You should also list accuracy results for the fast algorithm and speed results for the accurate algorithm. (Your probably also want some numbers for middle of the road tuning too). Not listing the "bad" results isn't dishonest, but it's bad science. If you didn't include these numbers, I'd expect your reviewers to bring it up and ask for them.


To paraphrase your question, "Is it honest to suggest that my algorithm is both fast and accurate when, in fact, it can only be fast and not-so-accurate or accurate and not-so-fast?"

NO!!!

Of course it isn't. Seriously, why do you even need to ask?


I am just a Master student, so I do not know much of the dynamics of “the game”. Therefore I can only give some spectator opinion.

One of my supervisors likes to have brutally honest plots in his papers. His work focuses on the scaling of parallel algorithms. For starters, he chooses strong scaling instead of weak scaling. The former is taking a fixed problem size and using more processors $P$ to run.
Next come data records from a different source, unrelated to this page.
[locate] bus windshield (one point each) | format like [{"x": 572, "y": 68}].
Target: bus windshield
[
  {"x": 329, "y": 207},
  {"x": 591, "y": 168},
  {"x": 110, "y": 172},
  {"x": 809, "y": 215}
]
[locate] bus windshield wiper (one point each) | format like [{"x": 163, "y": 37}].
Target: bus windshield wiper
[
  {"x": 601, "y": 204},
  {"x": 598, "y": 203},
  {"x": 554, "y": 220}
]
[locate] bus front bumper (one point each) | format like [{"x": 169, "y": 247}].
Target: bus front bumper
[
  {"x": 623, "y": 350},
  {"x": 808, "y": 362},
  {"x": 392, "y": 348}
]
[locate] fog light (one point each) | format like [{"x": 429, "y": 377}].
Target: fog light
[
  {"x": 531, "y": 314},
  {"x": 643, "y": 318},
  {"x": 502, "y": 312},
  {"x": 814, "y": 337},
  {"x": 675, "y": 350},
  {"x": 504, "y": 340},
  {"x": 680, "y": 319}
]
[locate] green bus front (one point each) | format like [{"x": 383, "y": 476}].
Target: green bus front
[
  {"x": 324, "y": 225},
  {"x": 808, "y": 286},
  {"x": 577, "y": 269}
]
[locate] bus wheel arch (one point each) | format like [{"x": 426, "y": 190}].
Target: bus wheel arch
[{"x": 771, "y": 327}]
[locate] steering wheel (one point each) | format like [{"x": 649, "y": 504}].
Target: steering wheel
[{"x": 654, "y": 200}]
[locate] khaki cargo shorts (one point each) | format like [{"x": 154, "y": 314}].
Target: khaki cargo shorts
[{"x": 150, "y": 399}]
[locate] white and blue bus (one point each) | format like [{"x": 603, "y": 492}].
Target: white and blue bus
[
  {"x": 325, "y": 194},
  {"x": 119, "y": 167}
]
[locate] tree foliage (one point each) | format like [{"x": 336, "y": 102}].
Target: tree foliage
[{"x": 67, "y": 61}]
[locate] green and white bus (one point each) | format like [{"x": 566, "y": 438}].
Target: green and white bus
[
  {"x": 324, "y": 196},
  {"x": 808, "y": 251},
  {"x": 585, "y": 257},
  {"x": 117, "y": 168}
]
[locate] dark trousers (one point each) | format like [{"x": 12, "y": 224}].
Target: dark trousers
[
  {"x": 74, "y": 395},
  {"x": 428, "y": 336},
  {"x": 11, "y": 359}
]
Ideally, one would obtain a $1/P$ drop in time. Taking a double-log-plot of time versus process count and also plotting the $1/P$ perfect curve, you see quickly when it goes bad.

Weak scaling is scaling of the problem size with the resources. Then the time needed should stay constant. For problems which become hard to parallelize at some fine level, you will never see anything interesting in weak scaling. With strong scaling you can go into the extremes like “one pixel per core” or “one atom per thread”.

He said that the interesting parts (in science) are those that do not work yet. He surely can make up a plot that makes the algorithm look great. But that is not what he is interested in. He wants to know how far it can be pushed.

I really admire this brutal honesty. If one has results which are only so-so, then this method will clearly show that they are not that great. On the other hand, if you take away all the attack surface yourself, nobody can rip you apart later for hiding anything.

Therefore I would make plots which show how bad the accuracy gets when you optimize for speed. I'd include a honest accuracy vs. speed (or vice versa) plot. Then one can either see whether there is a sweet spot in the middle and how well that actually is.

If your algorithm goes to the very extremes but has a nice middle ground, it is worth mentioning, I guess. And if the extremes are only a few percent slower or less accurate, that also is a result.